Participação direta da comunidade em projetos de pesquisa é vista como uma forma de promover o desenvolvimento e a conservação local
O envolvimento das comunidades locais na conservação da biodiversidade, especialmente as que vivem no entorno ou dentro de Unidades de Conservação, é um desafio que tem sido enfrentado de diversas formas. Uma das possibilidades é a participação direta em projetos de pesquisa, como o treinamento de moradores locais para auxiliar na coleta ou monitoramento de dados. O projeto “Etnobotânica Participativa: conservação e desenvolvimento local no Parque Estadual da Serra do Mar – Núcleo Picinguaba, Ubatuba, SP, Brasil” traça outro caminho: partiu do encontro entre a expertise dos pesquisadores envolvidos e as demandas da comunidade para construir linhas de pesquisa e de ação em parceria com os moradores.
“A ideia surgiu num workshop promovido pelo Parque Estadual da Serra do Mar – Núcleo Pincinguaba/SP com vários pesquisadores que trabalham na região no qual foi diagnosticada a falta de estudos da área de humanidades e da área social para tratar da relação entre moradores, especialmente os quilombolas, e as Unidades de Conservação” conta Eliana Rodrigues, coordenadora do projeto e do Centro de Estudos Etnobotânicos e Etnofarmacológicos da UNIFESP.
Durante o ano de 2015 o projeto tomou forma com o encontro com outros pesquisadores interessados e a equipe organizou assembleias com as comunidades para saber as demandas dos moradores, sempre dentro da área de conhecimento dos envolvidos. O objetivo central do projeto é capacitar os colaboradores locais das duas comunidades quilombolas escolhidas para construir um registro do conhecimento tradicional sobre as plantas utilizadas pela sua cultura e verificar o potencial de uso sustentável destas plantas, bem como os possíveis impactos desses usos.
Ao longo dessas assembleias muitas propostas foram trabalhadas e, no momento, duas foram as escolhidas para implantação. A primeira é a construção uma trilha de plantas medicinais, voltada para o uso turístico. Muitos moradores são monitores de turismo no parque e a criação dessa trilha envolve o uso dos conhecimentos locais e a parceria direta com os botânicos do projeto e um especialista em trilhas. “Nós sugerimos que ao final da trilha pudéssemos cair em uma loja de artesanato e nessa loja teriam sabonetes com as plantas medicinais locais, específicas da mata atlântica, pomadas e velas repelentes, por exemplo”, conta Rodrigues.

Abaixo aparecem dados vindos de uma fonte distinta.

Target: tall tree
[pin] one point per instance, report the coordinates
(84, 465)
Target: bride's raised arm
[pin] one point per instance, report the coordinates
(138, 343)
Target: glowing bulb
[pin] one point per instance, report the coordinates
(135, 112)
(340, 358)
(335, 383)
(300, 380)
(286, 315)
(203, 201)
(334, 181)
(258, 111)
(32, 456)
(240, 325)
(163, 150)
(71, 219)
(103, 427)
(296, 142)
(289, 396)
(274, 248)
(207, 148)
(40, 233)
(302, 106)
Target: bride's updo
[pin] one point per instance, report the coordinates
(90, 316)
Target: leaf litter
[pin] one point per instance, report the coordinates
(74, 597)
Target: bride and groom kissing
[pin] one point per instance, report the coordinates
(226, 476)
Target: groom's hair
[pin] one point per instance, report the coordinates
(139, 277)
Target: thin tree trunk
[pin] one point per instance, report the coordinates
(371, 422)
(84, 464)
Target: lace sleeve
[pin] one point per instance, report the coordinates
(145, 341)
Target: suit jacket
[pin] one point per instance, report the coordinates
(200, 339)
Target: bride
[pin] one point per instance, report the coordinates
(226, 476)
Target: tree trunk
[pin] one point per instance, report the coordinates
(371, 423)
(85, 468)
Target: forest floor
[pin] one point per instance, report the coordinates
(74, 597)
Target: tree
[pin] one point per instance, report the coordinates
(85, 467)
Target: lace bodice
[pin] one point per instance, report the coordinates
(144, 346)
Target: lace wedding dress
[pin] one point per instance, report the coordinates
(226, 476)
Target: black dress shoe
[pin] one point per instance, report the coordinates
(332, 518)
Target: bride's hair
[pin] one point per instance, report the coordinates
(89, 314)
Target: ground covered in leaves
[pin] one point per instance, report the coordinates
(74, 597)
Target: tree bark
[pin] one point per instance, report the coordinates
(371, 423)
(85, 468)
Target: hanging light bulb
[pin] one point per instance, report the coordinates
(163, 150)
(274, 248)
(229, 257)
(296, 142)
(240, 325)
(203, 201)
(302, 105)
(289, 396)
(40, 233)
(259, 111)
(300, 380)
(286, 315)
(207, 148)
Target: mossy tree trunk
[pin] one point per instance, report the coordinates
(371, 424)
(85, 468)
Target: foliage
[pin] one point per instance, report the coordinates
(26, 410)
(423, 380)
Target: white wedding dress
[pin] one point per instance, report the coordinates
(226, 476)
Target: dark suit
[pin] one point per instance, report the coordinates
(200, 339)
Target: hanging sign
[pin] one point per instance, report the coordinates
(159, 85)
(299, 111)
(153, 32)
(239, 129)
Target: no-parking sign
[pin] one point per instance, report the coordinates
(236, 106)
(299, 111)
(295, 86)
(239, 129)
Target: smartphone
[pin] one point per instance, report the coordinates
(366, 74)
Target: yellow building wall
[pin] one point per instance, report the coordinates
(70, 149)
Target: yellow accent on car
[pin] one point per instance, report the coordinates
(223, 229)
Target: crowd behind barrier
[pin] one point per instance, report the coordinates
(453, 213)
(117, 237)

A segunda proposta é a definição de um plano de manejo da Taboa, material muito utilizado para o artesanato local. E, sendo uma comunidade moradora de uma área dentro de Unidade de Conservação, o plano de manejo é essencial e necessário para que esses artesanatos possam ser vendidos legalmente pela comunidade. Mesmo a Taboa considerada uma espécie “invasora” com ampla distribuição geográfica no Brasil, os pesquisadores estão estudando os impactos e a necessidade de fazer esse plano de manejo legalmente dentro da Unidade de Conservação e estudando as possibilidades para a sustentabilidade econômica e biológica da espécie.
“A proposta toda se fundamenta no conceito de desenvolvimento local com responsabilidade ambiental”, explica Rodrigues, “e tem como base o envolvimento ativo dos moradores, o fortalecimento da comunidade local e o empoderamento para a tomada de decisões a respeito do uso de recursos”. A proposta da pesquisa envolve, também, a construção de um Índice de Prioridade de Conservação (IPC) que envolve tanto a parte de conservação biológica das espécies vegetais como os aspectos humanos e é parte essencial na construção dos planos de manejo das espécies que serão utilizadas.
Eliana Rodrigues explica que “o IPC é uma fórmula matemática, um índice da ecologia, que envolve a somatória de vários conhecimentos sobre as plantas e serve para avaliarmos se é possível a utilização das plantas escolhidas e de que forma. É um instrumento base para o decisão sobre o uso de recursos por parte da comunidade”.
O IPC leva em conta a densidade dessa planta nas parcelas feitas nas áreas de uso dos quilombolas e em áreas de não uso, para comparação (fitossociologia), que parte dessa planta é utilizada (o uso da raiz tem peso diferente do uso das folhas, por exemplo, já que para utilizar a raiz a planta é totalmente extraída do ambiente), quantas pessoas, entre os utilizadores/entrevistadores, utilizam essa planta (avalia a pressão de uso) e para quantas finalidades essa planta é utilizada (também avalia a pressão de uso).
Eliana Rodrigues explica que “o IPC é uma fórmula matemática, um índice da ecologia, que envolve a somatória de vários conhecimentos sobre as plantas e serve para avaliarmos se é possível a utilização das plantas escolhidas e de que forma. É um instrumento base para o decisão sobre o uso de recursos por parte da comunidade”.